Personal information
- Born: November 13, 1958 (age 67) Groom, Texas, U.S.
- Height: 6 ft 2 in (1.88 m)
- Weight: 190 lb (86 kg; 14 st)
- Sporting nationality: United States
- Residence: El Paso, Texas, U.S.

Career
- College: New Mexico State University
- Turned professional: 1984
- Former tours: Nationwide Tour U.S. Golf Tour Champions Tour
- Professional wins: 9

Number of wins by tour
- Korn Ferry Tour: 2
- Other: 7

Best results in major championships
- Masters Tournament: DNP
- PGA Championship: DNP
- U.S. Open: CUT: 1988, 2002
- The Open Championship: DNP

= Steve Haskins =

American professional golfer (born 1958)

Steve Haskins (born November 13, 1958) is an American professional golfer who played on the Nationwide Tour and Champions Tour.

== Early life ==
In 1958, Haskins was born in Groom, Texas. His father, Don, was a Hall of Fame basketball coach who led Texas Western College to the National Championship in 1966.

== Professional career ==
In 1984, Haskins turned professional. In 1990, Haskins joined the Nationwide Tour. He won his first title the following year at the Ben Hogan New England Classic. In 2001, he won his second event on Tour at the Buy.com Ozarks Open.

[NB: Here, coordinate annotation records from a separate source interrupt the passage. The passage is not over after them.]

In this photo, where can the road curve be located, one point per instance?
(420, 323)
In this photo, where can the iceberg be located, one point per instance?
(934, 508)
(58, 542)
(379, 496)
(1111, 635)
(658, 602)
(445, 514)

In 2010, Haskins joined the Champions Tour earning his card through the tour's qualifying school.

==Professional wins (9)==
===Nationwide Tour wins (2)===

| No. | Date | Tournament | Winning score | Margin of victory | Runner-up |
|---|---|---|---|---|---|
| 1 | Jun 30, 1991 | Ben Hogan New England Classic | −9 (69-69-69=207) | 1 stroke | USA Jeff Gallagher |
| 2 | Jul 29, 2001 | Buy.com Ozarks Open | −13 (66-65=131) | 1 stroke | USA Omar Uresti |

Nationwide Tour playoff record (0–1)

| No. | Year | Tournament | Opponent | Result |
|---|---|---|---|---|
| 1 | 2003 | Rheem Classic | USA Zach Johnson | Lost to birdie on first extra hole |

===U.S. Golf Tour wins (4)===

| No. | Date | Tournament | Winning score | Margin of victory | Runner(s)-up |
|---|---|---|---|---|---|
| 1 | Mar 20, 1988 | Mobile Classic | −4 (70-72-69-69=280) | Playoff | USA Greg Cerulli |
| 2 | Jul 10, 1988 | Coronado Invitational | −9 (62-68-71-70=271) | 1 stroke | USA Pete Jordan |
| 3 | Apr 2, 1989 | Laurel Tournament | −3 (70-73-73-69=285) | 1 stroke | USA Greg Chapman, South West Africa Trevor Dodds, USA Mike Nicolette |
| 4 | Jul 30, 1989 | High Plains Classic | −13 (69-69-67-70=275) |  |  |

===Other wins (3)===
- 1986 New Mexico Open
- 1989 Bogey Hills Invitational
- 2000 Panama Open

==Results in major championships==

| Tournament | 1988 | 1989 | 1990 | 1991 | 1992 | 1993 | 1994 | 1995 | 1996 | 1997 | 1998 | 1999 | 2000 | 2001 | 2002 |
|---|---|---|---|---|---|---|---|---|---|---|---|---|---|---|---|
| U.S. Open | CUT |  |  |  |  |  |  |  |  |  |  |  |  |  | CUT |

CUT = missed the half-way cut

Note: Haskins only played in the U.S. Open.